There’s a delicate balance to be found when pursuing a career in writing novels. We write because we are passionate, because we have a story to tell, and ideas to express. We write to inspire, to create wonder, to spread happiness. In a lot of ways, we write for us. We write to be expressed, to share, and to find a purpose, and those can all be beautiful things. I think many writers feel that surge of emotions and hope when they begin a project, those excited jitters, those feelings powered by the thoughts of what this novel can become.
But we also have to keep reality in mind.
And the reality is, if you’re really serious about it, writing is a job.
They say when you’re working doing something you love you’re never actually working a day in your life. There is some merit to this but I don’t think it’s completely true. Authors who make a living from writing LOVE what they do, but I think it’s a stretch to say they love every moment of it. I think it’s a stretch to say that sometimes sitting down and editing paragraph after paragraph isn’t tedious and draining. The author doesn’t do this because they love editing (well, maybe some weirdos do) but because they realize they have to make their work the best thing it can possibly be before it’s shipped out.
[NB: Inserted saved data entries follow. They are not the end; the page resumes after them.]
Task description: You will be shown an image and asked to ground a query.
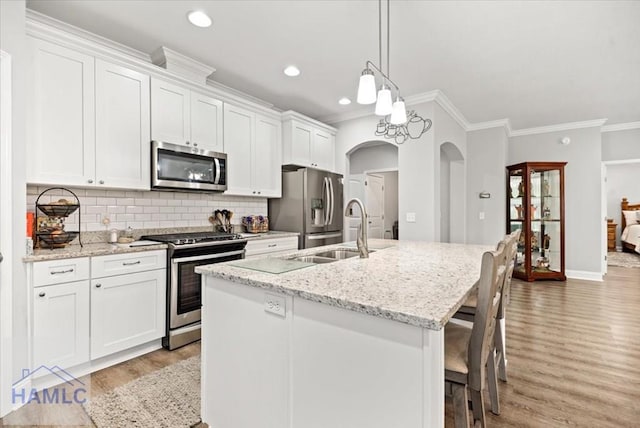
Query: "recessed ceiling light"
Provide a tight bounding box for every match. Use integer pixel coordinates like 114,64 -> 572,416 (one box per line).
187,11 -> 212,28
338,97 -> 352,105
283,65 -> 301,77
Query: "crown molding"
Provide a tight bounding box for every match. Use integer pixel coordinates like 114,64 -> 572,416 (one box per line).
601,121 -> 640,133
281,110 -> 338,133
26,9 -> 150,62
510,118 -> 609,137
466,118 -> 512,134
430,90 -> 469,131
151,46 -> 215,86
205,78 -> 275,109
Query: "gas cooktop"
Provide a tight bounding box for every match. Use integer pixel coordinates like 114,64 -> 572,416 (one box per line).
141,231 -> 244,246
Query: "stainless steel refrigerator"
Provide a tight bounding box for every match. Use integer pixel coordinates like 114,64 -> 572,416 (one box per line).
268,167 -> 343,249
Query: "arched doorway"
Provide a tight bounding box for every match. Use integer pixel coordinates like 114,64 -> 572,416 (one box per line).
345,141 -> 399,241
440,142 -> 465,243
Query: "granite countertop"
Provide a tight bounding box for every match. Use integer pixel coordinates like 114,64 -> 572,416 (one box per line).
23,242 -> 168,262
196,239 -> 491,331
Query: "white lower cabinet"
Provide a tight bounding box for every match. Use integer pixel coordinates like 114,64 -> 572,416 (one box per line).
245,236 -> 299,258
90,269 -> 166,359
33,280 -> 90,369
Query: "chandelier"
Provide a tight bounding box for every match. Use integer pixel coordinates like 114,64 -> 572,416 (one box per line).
356,0 -> 432,144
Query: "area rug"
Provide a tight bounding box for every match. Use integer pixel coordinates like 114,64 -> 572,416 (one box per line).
84,355 -> 201,428
608,251 -> 640,268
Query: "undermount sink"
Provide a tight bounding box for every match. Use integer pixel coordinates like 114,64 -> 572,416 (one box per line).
313,249 -> 368,259
289,255 -> 337,264
286,248 -> 376,264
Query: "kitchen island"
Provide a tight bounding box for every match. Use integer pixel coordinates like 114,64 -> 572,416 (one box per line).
196,240 -> 490,428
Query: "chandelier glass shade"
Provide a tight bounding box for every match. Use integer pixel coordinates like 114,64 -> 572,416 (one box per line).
356,0 -> 432,143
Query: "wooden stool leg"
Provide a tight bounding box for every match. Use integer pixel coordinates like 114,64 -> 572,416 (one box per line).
470,389 -> 486,428
487,351 -> 501,415
452,383 -> 470,428
496,317 -> 507,381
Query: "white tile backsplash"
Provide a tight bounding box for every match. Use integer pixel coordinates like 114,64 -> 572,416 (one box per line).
27,186 -> 268,232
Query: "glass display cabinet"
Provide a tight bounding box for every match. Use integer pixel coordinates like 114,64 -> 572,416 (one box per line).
507,162 -> 566,281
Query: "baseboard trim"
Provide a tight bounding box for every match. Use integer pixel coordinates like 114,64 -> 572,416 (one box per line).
566,270 -> 603,282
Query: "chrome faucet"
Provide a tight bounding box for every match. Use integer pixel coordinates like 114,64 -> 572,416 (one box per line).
345,198 -> 369,258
There’s commitment involved in this. A regimented process. It is hard work.
Now, some writers have writing schedules. They block out time of when to write so they sit down and work on their projects regularly. It is very much a work schedule. I am not this way, but I do make sure to constantly be thinking about my projects and finding time often to do work on my books. If the inspiration isn’t there maybe I’ll just edit what I have done instead of write, but the point is I’m making sure to go back and do SOMETHING with the work as often as I can. I don’t want to make writing a complete chore (as Palahniuk says, you don’t go sitting on the toilet if you don’t have to take a shit) but I also realize that if I am not disciplined and somewhat structured, the project may never get done or may never be as good as it could be. Every writer has their own method and balance, and it is key to find yours.
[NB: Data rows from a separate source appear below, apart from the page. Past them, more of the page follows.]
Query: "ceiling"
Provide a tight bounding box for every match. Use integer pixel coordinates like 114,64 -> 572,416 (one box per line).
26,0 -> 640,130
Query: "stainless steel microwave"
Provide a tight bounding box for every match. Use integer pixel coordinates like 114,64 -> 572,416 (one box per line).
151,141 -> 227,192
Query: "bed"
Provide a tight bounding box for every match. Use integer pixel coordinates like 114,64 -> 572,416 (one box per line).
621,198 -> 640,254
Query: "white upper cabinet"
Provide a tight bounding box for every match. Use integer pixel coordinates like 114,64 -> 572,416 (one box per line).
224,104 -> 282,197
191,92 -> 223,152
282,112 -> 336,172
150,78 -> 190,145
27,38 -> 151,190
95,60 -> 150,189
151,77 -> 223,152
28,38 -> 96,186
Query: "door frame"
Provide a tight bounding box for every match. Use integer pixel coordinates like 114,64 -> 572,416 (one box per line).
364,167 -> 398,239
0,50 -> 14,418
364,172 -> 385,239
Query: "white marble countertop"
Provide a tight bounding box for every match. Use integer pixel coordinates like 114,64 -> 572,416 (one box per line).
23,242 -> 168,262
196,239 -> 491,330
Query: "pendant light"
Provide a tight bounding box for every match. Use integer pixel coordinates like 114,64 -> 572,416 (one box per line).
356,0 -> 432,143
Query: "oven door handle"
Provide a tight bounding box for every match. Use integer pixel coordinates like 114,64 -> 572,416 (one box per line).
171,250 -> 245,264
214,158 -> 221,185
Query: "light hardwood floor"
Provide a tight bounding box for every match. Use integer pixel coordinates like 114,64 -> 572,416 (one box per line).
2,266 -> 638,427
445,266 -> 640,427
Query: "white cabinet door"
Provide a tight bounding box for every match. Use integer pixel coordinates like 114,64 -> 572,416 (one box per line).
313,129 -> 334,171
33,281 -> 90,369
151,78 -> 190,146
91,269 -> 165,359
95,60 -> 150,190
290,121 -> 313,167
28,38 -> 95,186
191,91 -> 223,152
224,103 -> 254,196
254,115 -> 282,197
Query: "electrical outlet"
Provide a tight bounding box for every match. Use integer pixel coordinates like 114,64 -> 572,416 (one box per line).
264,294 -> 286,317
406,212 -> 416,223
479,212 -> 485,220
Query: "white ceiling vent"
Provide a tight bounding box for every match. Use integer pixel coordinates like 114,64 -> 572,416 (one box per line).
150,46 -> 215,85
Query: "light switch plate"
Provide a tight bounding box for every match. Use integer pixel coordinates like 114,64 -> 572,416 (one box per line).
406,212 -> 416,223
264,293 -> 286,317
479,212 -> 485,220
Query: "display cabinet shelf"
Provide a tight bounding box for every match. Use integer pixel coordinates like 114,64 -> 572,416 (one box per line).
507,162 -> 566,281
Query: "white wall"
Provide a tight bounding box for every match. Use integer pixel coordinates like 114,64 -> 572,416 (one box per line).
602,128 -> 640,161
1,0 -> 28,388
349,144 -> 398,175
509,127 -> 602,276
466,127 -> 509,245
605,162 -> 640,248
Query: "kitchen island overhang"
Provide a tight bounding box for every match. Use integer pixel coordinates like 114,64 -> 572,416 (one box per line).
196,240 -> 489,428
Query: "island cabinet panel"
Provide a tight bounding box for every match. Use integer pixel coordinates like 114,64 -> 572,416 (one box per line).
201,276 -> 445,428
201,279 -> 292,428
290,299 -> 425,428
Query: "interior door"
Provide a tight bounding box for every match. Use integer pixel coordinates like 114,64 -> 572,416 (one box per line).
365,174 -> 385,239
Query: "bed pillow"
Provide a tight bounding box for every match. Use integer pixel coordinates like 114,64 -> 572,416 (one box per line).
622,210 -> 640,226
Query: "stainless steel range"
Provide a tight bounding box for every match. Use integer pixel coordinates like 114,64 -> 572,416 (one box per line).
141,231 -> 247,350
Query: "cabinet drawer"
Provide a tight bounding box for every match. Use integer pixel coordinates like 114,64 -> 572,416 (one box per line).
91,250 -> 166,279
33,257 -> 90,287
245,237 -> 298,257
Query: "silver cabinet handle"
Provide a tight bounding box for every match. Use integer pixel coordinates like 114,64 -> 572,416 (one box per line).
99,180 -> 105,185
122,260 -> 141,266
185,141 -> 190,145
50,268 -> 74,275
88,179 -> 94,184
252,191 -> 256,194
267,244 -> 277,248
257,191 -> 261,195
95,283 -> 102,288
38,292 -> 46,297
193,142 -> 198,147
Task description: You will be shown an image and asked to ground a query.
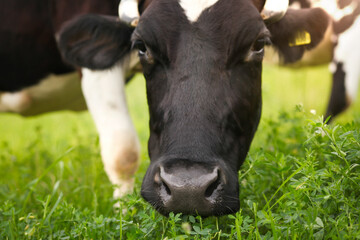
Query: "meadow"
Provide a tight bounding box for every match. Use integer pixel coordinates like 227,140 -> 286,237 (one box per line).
0,63 -> 359,239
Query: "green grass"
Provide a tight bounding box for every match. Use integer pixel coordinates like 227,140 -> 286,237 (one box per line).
0,64 -> 359,239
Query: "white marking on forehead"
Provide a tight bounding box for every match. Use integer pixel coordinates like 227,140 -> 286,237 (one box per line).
179,0 -> 219,22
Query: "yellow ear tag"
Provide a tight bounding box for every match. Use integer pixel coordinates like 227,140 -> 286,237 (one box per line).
289,31 -> 311,47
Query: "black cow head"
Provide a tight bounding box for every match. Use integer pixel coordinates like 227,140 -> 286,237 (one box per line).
135,0 -> 328,216
136,0 -> 269,216
58,0 -> 329,216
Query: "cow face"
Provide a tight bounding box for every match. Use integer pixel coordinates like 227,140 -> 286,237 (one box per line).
134,0 -> 329,216
134,0 -> 268,216
58,0 -> 329,217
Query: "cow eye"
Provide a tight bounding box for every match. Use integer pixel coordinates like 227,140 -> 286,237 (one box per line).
132,39 -> 155,65
253,39 -> 265,52
252,37 -> 270,53
245,36 -> 271,62
133,40 -> 147,56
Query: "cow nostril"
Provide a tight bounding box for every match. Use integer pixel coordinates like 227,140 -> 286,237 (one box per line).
161,180 -> 172,196
157,168 -> 172,197
205,170 -> 221,198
So is writing work or play?
Ideally the answer is both. We should be happy and inspired when making our works. The prospect of getting farther should excite us. That doesn’t mean we shouldn’t sometimes force ourselves to sit down and look at the work when the mood isn’t ideal. That doesn’t mean if the spark isn’t there for three weeks we don’t look at the work in progress at all. If you want to be a writer, you have to write. You have to be involved, and in a world filled with deadlines and demands, it’s incredibly valuable building skills now. Get used to sitting your butt down and just writing. Get used to drawing creativity out of you when it doesn’t strike on your own. It’s possible. I’ve sat down thinking the last thing I wanted to do on that day was write and then pure brilliance came out.
There’s value to spontaneity, but there’s also value to structure.
Think about your projects. What you are writing and why, what you intend to do and why, and try to find your best balance. We have to work hard to produce truly magnificent works, and that is a beautiful thing. We will always be growing as a writer, and in that vein I think we should challenge ourselves to improve our craft and habits at every opportunity. I love writing, and I love how much I’ve evolved as an author, and I’m so overjoyed just thinking about how much better I can become and how much further I can go.
Love what you do, just make sure you actually go out and do it.